How Data Center Companies Could Navigate the AI Boom
Artificial Intelligence (AI) is the future, and is causing a boom in the data center industry. In this article, I explore how data center providers might monetize this trend.
The vision of Artificial Intelligence is to provide a human-like interface to traditional applications. Traditional applications have well-defined set of parameters in the form of algorithms which are used to produce results. For example, Amazon.com uses fixed algorithms to search and checkout products. The challenge with such applications is that they overwhelm users. Searching products in Amazon becomes mentally exhausting because for each result, we have to validate it is correct, it gets delivered on time, the reviews etc. For such cases, Generative AI can provide a human like interface that considers exponentially many parameters. Users have to ask for what they want, and AI will find the best output for them. Just like a personal assistant.
The bottleneck in AI development is availability of compute infrastructure leading to a boom in data center business. This has led to the following factors that colocation providers must consider:
- The compute requirement has significantly increased, but the exact capacity needed is not well-defined.

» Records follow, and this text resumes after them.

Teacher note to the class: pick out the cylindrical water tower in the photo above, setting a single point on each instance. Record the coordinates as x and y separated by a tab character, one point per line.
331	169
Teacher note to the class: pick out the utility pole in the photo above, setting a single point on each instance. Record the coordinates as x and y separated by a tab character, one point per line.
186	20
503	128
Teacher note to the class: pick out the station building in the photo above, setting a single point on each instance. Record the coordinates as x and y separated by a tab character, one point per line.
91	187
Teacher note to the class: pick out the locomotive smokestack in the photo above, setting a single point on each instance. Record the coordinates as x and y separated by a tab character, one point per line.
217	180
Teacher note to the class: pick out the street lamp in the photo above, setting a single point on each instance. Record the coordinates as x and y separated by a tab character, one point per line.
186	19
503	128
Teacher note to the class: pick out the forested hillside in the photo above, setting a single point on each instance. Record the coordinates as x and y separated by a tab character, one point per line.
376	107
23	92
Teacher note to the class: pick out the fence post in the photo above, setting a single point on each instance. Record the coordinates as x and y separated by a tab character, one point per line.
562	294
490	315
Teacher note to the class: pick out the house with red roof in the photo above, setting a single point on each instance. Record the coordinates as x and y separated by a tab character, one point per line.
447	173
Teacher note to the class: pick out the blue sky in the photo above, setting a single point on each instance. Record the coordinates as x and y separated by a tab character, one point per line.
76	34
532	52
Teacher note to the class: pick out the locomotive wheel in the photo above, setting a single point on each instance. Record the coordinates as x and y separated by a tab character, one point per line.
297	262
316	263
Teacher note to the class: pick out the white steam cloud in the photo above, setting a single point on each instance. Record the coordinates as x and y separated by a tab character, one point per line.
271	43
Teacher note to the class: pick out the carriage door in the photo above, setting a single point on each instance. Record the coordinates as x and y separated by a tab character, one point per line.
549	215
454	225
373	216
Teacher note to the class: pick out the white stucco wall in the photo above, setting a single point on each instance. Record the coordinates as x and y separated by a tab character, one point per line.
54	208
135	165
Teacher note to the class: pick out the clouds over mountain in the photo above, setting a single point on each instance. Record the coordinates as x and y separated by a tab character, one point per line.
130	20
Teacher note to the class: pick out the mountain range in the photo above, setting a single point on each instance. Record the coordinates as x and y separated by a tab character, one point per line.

- Data Centers have to be customized towards new technologies such as special purpose chips, irregular training of Machine Learning/Foundational models, and hosting of heavyweight AI applications.
- Developers are assuming that compute should be readily available, and want to spend minimum energy on setting infrastructure.
The amount of data center capacity required has exponentially grown, but exact numbers are unknown. It is estimated that the amount of capacity built in the past ten years in the United States must be delivered in the next two years. This is causing significant strain in energy, cooling, capital, and real-estate. However, the exact capacity needed is unknown, since the financial aspects of Artificial Intelligence is an open-question. AI is an emerging technology, but how customers are adopting it is uncertain. If customer adoption is low and revenues cannot be generated, over-investment may lead to significant losses. At the same time, if AI turns out to be disruptive and a revenue generator, then if data center providers cannot meet capacity, it will lead to loss of trust.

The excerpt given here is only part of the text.